With more reliability on having your computer "hold" all of your important documents, data, pictures, and videos; Solid State Drives are more of a demand in today's computers. But everything is going on the "cloud" now right so what is the big deal? Well, do you really trust having everything on your cloud/web based account? Personally, I still have vital information stored locally on my hard drive, but if you are a fan of the cloud setup, cloud services usually have a annual premium fee for keeping your files.

So why SSD [Solid State Drives], and why would I spend significantly more money for a lower amount of hard drive space compared to typical mechanical hard drives? I know, I know, it doesn't make sense to pay $200+ for 120GB SSD when you can buy 1TB 7200RPM at $80. It will make sense once you understand the technology behind it. SSD, no matter what type, or model will always do significantly better than any mechanical drive.

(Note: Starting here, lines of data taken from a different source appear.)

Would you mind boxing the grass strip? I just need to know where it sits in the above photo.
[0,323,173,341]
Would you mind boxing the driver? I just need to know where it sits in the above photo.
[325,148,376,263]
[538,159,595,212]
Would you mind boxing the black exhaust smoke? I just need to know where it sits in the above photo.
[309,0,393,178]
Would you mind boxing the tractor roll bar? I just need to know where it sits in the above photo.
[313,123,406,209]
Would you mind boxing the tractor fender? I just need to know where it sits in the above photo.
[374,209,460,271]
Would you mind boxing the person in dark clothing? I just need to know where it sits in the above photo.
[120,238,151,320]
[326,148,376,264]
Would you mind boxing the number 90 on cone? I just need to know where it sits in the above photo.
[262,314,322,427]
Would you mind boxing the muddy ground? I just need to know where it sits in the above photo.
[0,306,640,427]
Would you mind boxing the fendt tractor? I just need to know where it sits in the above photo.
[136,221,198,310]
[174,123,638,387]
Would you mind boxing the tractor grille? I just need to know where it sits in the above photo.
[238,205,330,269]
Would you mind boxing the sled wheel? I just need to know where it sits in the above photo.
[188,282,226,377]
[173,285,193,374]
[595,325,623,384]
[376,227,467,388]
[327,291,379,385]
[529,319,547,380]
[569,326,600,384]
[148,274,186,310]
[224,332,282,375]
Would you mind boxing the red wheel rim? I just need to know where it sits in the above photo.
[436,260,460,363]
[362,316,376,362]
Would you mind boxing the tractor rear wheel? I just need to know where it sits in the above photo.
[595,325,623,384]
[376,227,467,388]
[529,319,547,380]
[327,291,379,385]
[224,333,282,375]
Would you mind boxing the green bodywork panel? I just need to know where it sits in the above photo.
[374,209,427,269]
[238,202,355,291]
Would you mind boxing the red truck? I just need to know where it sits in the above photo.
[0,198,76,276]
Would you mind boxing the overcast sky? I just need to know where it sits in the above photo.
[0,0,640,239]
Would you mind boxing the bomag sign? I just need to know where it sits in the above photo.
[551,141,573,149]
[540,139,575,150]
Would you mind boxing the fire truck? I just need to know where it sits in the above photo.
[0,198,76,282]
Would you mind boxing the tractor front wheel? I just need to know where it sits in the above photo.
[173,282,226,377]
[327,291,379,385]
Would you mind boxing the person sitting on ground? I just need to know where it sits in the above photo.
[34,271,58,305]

Any time you load a program, play a game, or move/import data you are accessing your hard drive. Your typical platter mechanical drives have a speed of 60-150MB/s depending what size the drive is [laptop size=2.5", desktop size=3.5"]. When the disk needs to read or write a certain track, there is a hesitation that happens. That doesn't sound to bad though, however, think about Windows and how many thousand blocks of data it needs to access and read. The file sizes for this data ends up only being in the megabytes, so you don't need anything huge to handle these reads and writes. So the more sensible question is: Why have a huge hard drive as a system drive?
SSD have no mechanical/moving parts, eliminating vibration and movement disk error factors. They are much more robust since they hold data on NAND flash memory chips. Because of the memory chips working together side by side, you can have access speeds from 200-500MB/s. SSD are 10-20 times faster than your typical hard drive. So if your concern is speed while running applications, and reliability on a drive, SSD is an excellent choice for a computer. If you need to store large quantities of data, a mechanical drive should be setup as a secondary drive within the machine. Even when doing that I would still have either a RAID setup or an external backup just in case that 7200RPM hard drive decides to just stop spinning.